Malawi joined the rest of the civilized world to commemorate World Mental Health Day on October 10, which, I daresay, is my birthday. We thank the Lord to have made it alive to this day.

This year, consideration was made as regards mental health as a human right. Thoughtful and deep, as the condition comes with it all kinds of stigma and discrimination.

Hiwa (R) reads her story, as Msadala looks on

As I write, Malawi is gripped with so many mental issues in our midst.

Drug and alcohol abuse is rocking the show; marriages are breaking like nobody’s business. Just come to think of it, students at Robert Blake Secondary School razed the school for the simple reason that the new head teacher was instilling discipline by dealing with a boy found smoking hemp and also for telling the students that they would have less days of entertainment!

On social media, just this week: A man strangles his grand father to death; a man and his wife slay their baby for reasons best known to themselves and in Zomba a man cuts his wife’s head off. Are these macabre deeds becoming more pronounced because of the way information is flowing these days with social media or is it because many are walking with mental illnesses?

The times are hard. The economy is tanking. The Kwacha is buying less and it appears those in leadership positions feel they are the best thing ever to happen to this country.

The depression and stress is well too much taking all of us to the edges of delirium, schizophrenia and other extreme mental health defects.

It is self-evident that experts in the field are too few.

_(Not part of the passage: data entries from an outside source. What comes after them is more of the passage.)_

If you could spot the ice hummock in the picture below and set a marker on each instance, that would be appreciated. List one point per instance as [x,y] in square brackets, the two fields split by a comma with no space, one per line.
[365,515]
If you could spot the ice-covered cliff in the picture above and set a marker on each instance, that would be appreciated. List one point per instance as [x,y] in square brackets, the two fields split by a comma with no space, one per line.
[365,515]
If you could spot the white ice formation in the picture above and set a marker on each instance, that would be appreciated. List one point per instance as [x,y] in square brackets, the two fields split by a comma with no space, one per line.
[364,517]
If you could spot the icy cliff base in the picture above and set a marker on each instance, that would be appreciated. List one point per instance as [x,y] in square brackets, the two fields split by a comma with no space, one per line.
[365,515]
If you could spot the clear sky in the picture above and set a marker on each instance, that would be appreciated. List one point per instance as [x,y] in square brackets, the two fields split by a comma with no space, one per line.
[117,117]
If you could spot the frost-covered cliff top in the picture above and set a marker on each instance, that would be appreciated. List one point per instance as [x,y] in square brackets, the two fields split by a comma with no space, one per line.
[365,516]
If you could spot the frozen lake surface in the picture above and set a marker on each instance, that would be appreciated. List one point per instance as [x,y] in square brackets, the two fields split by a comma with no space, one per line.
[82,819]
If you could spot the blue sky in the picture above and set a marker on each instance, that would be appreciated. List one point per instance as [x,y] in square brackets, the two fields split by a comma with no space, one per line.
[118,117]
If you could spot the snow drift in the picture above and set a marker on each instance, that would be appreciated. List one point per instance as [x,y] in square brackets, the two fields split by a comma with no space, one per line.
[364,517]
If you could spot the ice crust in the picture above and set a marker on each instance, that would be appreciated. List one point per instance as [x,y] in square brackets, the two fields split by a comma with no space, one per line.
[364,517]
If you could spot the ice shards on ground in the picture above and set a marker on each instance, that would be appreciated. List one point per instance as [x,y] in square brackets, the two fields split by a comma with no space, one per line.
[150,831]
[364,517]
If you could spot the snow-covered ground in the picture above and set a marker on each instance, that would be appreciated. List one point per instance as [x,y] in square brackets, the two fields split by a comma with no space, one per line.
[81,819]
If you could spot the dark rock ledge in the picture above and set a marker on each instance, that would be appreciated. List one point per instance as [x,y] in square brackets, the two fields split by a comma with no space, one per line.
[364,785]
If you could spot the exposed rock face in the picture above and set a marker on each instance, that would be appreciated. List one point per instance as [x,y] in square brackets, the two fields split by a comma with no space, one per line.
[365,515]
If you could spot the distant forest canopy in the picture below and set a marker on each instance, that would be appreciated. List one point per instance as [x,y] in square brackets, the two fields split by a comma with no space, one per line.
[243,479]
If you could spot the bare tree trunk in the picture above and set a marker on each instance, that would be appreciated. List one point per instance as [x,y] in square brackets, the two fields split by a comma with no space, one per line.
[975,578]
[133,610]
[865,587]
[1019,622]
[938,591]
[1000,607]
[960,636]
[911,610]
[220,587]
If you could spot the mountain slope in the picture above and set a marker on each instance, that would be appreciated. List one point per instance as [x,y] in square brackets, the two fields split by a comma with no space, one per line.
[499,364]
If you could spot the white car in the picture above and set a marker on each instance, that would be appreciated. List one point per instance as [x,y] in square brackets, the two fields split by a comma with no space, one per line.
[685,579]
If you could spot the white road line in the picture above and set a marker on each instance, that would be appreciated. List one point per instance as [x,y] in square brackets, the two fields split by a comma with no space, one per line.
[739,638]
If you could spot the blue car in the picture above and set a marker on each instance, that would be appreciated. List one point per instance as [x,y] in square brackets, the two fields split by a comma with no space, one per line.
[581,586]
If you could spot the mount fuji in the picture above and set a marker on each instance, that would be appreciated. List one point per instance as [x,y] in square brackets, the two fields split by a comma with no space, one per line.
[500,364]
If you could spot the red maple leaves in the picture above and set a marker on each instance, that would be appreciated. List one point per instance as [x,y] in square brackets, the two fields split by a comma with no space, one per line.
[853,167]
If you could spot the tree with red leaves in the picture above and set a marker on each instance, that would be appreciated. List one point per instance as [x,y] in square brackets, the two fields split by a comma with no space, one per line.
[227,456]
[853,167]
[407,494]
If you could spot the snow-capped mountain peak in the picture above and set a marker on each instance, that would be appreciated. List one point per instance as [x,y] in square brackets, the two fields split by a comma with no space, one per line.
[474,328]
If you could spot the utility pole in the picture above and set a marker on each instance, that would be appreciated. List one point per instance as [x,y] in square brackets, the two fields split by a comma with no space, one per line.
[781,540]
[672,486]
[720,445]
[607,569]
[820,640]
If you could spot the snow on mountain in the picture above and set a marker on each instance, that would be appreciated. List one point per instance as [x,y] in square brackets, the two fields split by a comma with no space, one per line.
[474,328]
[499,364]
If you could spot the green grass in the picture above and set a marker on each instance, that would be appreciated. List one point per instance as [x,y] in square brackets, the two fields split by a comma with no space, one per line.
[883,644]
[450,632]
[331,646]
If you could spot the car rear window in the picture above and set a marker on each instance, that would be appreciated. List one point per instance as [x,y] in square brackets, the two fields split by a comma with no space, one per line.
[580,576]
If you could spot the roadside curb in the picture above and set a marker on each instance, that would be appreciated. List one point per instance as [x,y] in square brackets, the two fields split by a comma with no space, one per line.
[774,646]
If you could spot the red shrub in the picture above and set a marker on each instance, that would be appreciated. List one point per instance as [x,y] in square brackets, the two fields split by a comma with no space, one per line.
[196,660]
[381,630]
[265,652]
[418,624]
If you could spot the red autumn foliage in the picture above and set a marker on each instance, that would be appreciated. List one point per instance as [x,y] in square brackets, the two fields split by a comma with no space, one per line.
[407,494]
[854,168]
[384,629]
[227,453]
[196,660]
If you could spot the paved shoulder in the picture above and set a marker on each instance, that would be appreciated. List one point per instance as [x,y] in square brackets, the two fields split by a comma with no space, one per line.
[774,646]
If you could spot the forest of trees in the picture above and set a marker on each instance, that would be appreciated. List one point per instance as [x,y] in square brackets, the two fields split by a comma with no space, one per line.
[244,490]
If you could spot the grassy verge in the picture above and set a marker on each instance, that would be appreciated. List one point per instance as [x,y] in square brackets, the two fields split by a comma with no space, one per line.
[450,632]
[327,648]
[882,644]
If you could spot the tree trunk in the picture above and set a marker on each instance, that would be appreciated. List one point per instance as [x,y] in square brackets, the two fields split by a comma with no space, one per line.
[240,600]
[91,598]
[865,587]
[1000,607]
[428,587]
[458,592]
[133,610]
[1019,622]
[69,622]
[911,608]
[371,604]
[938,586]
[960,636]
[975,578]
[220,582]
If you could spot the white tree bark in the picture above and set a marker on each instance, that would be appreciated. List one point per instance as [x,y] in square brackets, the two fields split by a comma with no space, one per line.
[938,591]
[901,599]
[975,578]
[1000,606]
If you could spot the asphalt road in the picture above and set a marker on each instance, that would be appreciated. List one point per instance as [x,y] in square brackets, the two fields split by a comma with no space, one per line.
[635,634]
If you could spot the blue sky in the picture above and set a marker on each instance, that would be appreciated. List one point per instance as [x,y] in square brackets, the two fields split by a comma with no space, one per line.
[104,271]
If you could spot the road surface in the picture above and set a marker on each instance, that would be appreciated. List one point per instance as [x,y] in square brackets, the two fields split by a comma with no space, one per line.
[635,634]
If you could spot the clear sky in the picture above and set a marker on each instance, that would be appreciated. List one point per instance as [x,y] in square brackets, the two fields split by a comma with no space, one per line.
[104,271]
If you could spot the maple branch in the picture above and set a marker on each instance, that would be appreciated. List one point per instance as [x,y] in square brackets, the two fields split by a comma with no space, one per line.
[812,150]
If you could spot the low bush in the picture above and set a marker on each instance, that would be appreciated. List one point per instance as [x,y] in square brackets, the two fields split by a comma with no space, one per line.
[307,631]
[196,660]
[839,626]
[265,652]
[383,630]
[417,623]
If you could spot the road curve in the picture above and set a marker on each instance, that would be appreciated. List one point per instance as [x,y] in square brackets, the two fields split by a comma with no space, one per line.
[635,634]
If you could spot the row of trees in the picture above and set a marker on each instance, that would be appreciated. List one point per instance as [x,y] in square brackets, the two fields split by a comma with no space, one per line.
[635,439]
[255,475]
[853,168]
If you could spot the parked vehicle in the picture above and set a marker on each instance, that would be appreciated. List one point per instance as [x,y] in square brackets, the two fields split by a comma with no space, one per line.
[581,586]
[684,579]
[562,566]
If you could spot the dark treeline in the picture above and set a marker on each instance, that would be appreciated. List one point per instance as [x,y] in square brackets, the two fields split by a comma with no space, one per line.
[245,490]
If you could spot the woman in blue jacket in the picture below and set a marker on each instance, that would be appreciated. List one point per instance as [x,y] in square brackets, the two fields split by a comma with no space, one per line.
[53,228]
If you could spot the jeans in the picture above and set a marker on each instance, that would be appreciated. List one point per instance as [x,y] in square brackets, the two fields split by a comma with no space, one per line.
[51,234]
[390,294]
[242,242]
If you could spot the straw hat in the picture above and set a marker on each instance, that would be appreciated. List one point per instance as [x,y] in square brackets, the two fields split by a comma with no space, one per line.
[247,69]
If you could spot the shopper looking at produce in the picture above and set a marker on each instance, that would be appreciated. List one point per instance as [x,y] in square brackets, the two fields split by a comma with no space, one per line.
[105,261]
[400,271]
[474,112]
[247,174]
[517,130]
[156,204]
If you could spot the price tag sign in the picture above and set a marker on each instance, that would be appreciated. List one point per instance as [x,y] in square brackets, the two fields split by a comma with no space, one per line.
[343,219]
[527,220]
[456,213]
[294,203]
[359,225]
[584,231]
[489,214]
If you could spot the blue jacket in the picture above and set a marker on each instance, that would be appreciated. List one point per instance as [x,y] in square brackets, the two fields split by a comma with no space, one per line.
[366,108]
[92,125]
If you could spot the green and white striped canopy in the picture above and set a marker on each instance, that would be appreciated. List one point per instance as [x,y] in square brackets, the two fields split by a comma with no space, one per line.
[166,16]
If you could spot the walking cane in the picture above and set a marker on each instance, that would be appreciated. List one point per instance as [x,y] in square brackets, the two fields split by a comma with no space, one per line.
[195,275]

Provision of wellness services is way too high for the Malawian on the street to afford.

At times, what happens in the country borders on mental defects in high places as well.

Figure this: former president Peter Mutharika joins the commemoration of the Mulhako wa Alhomwe. The best thing he feels like saying is declaring his intention to contest at the 2025 presidential elections.

He is still a bitter man after losing the fresh presidential election but to air those political jabs at a cultural event is nothing but a defect any psychiatrist would be quick to jump on.

Just as misguided as Mutharika, the other day Malawi Congress Party secretary general Eissenhower Mkaka sounded like someone that needed some attention at the lunatic asylum. It was at the late John Tembo’s funeral.

In his eulogy, Mkaka was requesting Tembo to report to first president Hastings Kamuzu Banda that the wheels running the country were well greased with Chakwera. He said Tembo should be the harbinger of good tidings to the Ngwazi that Chakwera was doing so much to raise the standards of Malawians in all sectors.

At no point did he ask Tembo to deliver a message that the price of maize and virtually everything else was sky-rocketing daily under Chakwera and that life is unbearable under his rule. And, for that matter, who in their full control of intellectual senses would turn a funeral into a political rally?

While we have in our hands one of the most inconsiderate, heavily insensitive government, it also is clear that the opposition needed a mental check up last week. Where is the opposition? All we hear is that Kondwani Nankhumwa is ready to face Mutharika at the DPP convention and that he will win since he has never lost in an election.

Who will appease the spirits that have cast on us this spell of mental sommersaults? What libations do we have to offer that the gods may intermit us this evil? Only time will tell.